The depression and fear of what I've lived through and the pain and guilt of being the one to come out of the arena, even if I visit it every night while I sleep and sometimes during the daylight hours, is there constantly and consistently, lurking in the corners of my mind away from wandering eyes. Survivor's guilt, I've heard it diagnosed before.
It's not your fault, Katniss... not your's...
The only time I find a somewhat established peace is when I am with other so-called "victors" or under the clouded influence of the alcohol Haymitch so graciously is willing to spare. The other victors seem to have a grasp of my hell, as I have a grasp of their's. Most don't accept me; I don't ask them to. But they are there, and that's all that I can ask.
We're sent back to District 12, Haymitch and I, after the last buzz of excitement for the 74th Hunger Games fades, but it doesn't feel like home, just another battlefield. But really, isn't that what my poor little district has always been? I walk the streets without purpose, dreading returning to my house in the Victor's Village. I hunt for no reason other than habit, giving all the game to Gale and his family. I talk to people only when necessary, because I don't want to tell anymore lies, and, if I spoke truth, I know no one would understand.

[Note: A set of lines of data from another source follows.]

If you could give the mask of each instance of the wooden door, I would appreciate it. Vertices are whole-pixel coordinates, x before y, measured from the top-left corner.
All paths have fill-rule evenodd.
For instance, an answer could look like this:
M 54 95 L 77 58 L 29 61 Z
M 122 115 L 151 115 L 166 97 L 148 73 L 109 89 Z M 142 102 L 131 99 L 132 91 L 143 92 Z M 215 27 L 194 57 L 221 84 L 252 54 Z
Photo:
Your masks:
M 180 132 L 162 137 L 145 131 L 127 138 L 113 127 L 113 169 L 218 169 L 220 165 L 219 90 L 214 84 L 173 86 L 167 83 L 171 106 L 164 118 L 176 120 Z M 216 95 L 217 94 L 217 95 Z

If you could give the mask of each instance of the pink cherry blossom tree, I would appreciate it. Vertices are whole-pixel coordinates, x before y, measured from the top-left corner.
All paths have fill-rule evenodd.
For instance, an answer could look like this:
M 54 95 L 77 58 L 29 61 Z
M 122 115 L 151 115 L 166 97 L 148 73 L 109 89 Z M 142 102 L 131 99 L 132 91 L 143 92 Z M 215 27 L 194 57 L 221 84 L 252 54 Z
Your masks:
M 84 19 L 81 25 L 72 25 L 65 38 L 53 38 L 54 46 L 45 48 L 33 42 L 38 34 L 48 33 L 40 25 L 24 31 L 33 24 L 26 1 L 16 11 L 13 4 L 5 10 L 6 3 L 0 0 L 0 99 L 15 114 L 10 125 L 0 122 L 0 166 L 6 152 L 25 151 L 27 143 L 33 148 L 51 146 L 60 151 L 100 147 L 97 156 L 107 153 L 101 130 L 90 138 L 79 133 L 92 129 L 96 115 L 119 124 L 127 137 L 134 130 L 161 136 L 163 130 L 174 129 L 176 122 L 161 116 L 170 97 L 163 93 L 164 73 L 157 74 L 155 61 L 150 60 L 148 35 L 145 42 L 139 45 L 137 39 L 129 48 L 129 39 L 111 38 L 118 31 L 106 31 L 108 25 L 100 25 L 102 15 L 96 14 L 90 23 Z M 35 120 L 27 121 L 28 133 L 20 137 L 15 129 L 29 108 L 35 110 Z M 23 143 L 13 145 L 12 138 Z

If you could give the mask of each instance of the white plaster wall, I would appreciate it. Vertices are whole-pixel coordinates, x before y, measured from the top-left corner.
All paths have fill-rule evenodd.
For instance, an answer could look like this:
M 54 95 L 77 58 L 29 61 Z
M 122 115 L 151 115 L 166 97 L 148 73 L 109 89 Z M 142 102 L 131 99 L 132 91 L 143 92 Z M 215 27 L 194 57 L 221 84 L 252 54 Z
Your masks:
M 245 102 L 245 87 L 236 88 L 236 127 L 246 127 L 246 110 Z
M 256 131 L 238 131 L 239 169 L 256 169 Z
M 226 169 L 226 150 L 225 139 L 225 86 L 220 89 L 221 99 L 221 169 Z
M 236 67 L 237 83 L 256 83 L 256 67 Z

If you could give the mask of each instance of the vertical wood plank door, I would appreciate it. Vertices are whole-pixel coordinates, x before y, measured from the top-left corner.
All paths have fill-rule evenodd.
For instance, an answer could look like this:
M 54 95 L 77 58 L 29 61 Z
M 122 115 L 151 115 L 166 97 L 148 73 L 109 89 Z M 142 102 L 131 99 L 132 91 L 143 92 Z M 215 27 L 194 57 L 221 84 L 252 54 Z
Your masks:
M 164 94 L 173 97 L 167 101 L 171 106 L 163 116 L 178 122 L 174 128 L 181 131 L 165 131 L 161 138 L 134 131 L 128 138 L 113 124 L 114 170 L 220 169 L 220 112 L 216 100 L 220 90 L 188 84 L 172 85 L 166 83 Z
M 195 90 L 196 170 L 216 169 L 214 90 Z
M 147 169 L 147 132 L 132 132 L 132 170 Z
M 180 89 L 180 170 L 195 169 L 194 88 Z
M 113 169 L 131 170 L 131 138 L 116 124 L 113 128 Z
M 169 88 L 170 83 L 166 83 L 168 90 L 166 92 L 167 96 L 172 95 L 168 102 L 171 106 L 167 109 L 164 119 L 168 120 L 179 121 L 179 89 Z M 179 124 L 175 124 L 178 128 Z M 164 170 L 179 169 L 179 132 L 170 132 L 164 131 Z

However, by the time the Victory Tour rolls around, I am considerably better. I am more myself. And though it is extremely taxing to see the faces of the families of those I have killed, the children who might have been here if I wasn't, I am miraculously able to move on. Because that's what Katniss Everdeen does: fights the demons and moves on when they've been suppressed enough to finally be able to move on.
My name is Katniss Everdeen. I am seventeen years old. And this is the story of how I survived my shitty life.